On 18/05/2013 5:53 a.m., Helmut Hullen wrote:
Hallo, csn233,
Du meintest am 18.05.13:
SG has numerous problems which caused it not to do what it's supposed
to, including that "emergency" mode thing. Here are some things to
consider:
1) a BIG blacklist is overhyped - when I had a good look at our
requirements, there was only a small percentage of those websites we
actually wanted to block, the rest were either squatting websites or
non-existent, or not relevant. Squid could blacklist (eg ACL DENY)
those websites natively with a minimum of fuss.
May be - it does a good job even with these unnecessary entries.
If the list is that badly out of date it will also be *missing* a great
deal of entries.
2) SG has not been updated for 4 or 5 years, if that's your latest
version, you are still out of date.
I can't see a big need for updating. Software really doesn't need
changes ("updates") every month or so.
For regular software yes. But security software which has set itself out
as enumerating badness/goodness for a control method needs constant updates.
More to the point, you will not find much help now. or anyone to fix
it even if you could prove it's a bug.
"That depends!" - I know many colleagues who use "squidguard" since
years; the program doesn't need much help.

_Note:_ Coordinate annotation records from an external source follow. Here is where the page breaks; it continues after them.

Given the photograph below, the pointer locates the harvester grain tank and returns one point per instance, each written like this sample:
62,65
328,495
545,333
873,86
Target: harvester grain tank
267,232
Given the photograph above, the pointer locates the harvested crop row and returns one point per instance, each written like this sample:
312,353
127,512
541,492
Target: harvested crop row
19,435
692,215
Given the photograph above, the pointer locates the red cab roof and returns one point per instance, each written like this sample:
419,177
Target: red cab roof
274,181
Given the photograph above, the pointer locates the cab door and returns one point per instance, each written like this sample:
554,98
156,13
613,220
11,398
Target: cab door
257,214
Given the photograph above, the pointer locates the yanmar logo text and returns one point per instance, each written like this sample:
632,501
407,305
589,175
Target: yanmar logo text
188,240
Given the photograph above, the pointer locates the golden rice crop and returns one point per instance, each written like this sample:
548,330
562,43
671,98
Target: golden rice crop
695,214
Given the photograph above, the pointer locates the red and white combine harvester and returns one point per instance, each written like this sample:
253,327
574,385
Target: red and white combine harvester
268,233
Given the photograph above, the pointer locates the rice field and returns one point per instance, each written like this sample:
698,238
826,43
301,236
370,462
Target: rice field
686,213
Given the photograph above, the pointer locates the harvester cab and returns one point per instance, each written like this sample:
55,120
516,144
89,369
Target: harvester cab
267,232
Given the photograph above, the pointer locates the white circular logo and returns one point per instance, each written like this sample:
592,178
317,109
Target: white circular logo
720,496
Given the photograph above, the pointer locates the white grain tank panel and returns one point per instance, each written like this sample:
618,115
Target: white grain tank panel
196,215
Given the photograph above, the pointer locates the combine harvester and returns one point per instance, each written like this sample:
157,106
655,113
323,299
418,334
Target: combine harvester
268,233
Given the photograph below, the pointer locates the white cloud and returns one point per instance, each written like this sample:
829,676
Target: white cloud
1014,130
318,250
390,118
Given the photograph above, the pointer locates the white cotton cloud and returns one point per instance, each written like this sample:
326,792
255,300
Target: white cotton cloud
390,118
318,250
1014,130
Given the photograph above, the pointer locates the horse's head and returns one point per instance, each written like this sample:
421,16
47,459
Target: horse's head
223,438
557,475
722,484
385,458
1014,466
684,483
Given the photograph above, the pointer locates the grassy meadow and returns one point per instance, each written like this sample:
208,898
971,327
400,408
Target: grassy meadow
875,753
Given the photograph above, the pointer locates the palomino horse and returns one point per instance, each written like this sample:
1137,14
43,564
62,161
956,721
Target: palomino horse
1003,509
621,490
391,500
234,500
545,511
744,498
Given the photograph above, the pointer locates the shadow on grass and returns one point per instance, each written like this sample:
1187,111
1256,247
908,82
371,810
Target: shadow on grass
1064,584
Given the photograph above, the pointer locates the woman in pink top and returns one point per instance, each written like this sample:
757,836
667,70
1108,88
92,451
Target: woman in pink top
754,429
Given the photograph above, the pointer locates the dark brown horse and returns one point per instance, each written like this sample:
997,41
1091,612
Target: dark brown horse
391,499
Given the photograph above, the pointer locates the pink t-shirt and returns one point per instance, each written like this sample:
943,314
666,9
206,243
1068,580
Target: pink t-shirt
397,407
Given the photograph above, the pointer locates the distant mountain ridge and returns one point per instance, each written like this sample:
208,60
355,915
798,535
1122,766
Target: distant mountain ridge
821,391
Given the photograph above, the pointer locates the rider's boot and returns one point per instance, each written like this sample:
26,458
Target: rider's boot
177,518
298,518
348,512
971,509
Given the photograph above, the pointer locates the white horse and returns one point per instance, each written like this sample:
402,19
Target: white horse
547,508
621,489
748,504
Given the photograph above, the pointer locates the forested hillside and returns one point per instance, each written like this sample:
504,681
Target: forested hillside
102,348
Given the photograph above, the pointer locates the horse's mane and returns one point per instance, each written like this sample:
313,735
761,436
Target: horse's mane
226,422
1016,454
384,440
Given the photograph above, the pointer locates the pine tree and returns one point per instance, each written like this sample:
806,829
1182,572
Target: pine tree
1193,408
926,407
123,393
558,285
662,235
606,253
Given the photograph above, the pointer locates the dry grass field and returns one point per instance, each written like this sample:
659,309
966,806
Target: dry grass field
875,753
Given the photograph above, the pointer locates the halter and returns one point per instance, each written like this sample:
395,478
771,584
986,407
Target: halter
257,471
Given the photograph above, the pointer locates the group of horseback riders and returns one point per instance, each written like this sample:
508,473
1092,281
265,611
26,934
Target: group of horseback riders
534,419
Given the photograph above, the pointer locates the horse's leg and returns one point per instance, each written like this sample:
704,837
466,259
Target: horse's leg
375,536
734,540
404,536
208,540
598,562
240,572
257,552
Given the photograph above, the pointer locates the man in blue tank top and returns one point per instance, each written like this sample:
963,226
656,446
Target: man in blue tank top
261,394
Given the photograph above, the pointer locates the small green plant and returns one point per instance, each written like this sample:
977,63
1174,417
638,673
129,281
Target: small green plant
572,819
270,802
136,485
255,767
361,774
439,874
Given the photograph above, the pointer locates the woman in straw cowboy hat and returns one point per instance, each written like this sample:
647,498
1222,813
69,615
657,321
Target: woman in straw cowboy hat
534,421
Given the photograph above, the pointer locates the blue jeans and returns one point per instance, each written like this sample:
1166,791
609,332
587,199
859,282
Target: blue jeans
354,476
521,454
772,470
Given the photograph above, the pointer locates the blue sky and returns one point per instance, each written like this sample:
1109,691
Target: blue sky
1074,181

During which time a lot of things have progressed. Squid has gained a lt
of ACL types, better regex handling, better memory management, and an
external ACL helpers interface (which most installations of SG should
really be using).
Which brings me back to my question of what SG was being used for. If it
is something which the current Squid are capable of doing without SG
then you maybe can gain better traffic performance simply by removing SG
from the software chain. Like csn233 found it may be worth it.